The Faults. During the final uplift, the river cut through the Cambrian and Algonkian strata, and into the Granite Gorge as we find it to-day, and the process is still slowly going on. During these various periods of uplift, there were other changes occurring. Sometimes the uplift was uneven, certain parts of the plateau being lifted more rapidly than other parts; then occurred breaks in the strata, called faults. There are a great number of these faults in the plateau country, most of them crossing the Canyon from north to south. This faulting, as is readily seen, would produce cracks, and as the uneven uplift continued; the strata on one side of the crack would be lifted higher than the strata on the other side. Or, the strata on one side of the crack would be uplifted, while the other would subside.
Bright Angel Fault. El Tovar rests directly upon the strata affected by the Bright Angel Fault line. On going down the Bright Angel Trail, one cannot fail to see, as he passes the tap of the cross-bedded sandstone, the break in the strata. To the left it is fully one hundred and fifty to two hundred feet higher than it is on the right. The same depression may be observed in driving out to Hopi, Point, or returning. The stratum on which the road is made should be at the same level as the stratum on which El Tovar rests.

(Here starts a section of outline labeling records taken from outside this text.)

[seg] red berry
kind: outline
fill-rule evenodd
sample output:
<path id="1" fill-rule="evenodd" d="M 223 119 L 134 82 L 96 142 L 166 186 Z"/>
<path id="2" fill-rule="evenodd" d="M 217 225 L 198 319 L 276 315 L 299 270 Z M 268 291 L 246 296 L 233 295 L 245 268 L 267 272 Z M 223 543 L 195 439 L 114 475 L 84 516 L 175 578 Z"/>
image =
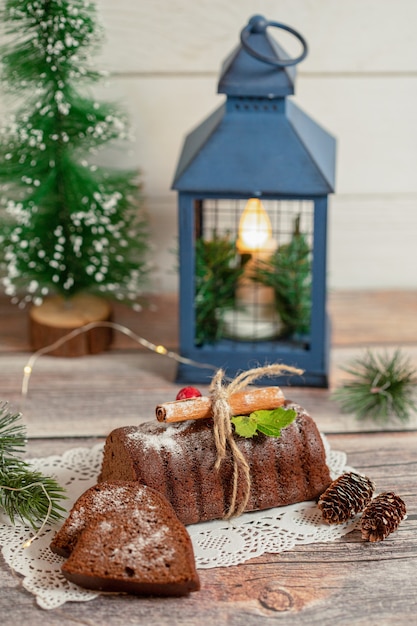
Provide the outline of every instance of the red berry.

Fault at Bass Camp. This fault is but one of a score or more on the plateau. At Bass Camp there was a fault which displaced the strata on each side of the "break" to the extent of four thousand feet. Later, another fault occurred, which readjusted the displacement somewhat, and reduced the difference to two thousand feet, yet left the evidences of the former wide divergence. It was also during these uplift periods that the volcanic mountains of the region came into existence, as the San Francisco Range, Mounts Kendricks, Sitgreaves, Williams and Floyd on the south, and the Uinkarets—Mounts Trumbull, Logan, Emma—on the north.
Lava Flows. In one place, south of Mount Emma, Powell's party saw where vast floods of lava had flowed from it into the river. They declare that "a stream of molten rock has run up the Canyon three or four miles, and down, we know not how far. The whole north side, as far as we can see, is lined with the black basalt, and high up on the opposite wall are patches of the same material, resting on the benches, and filling old alcoves and caves, and giving to the wall a spotted appearance." All these volcanic mountains can be seen from Hopi or Yavapai points, near El Tovar.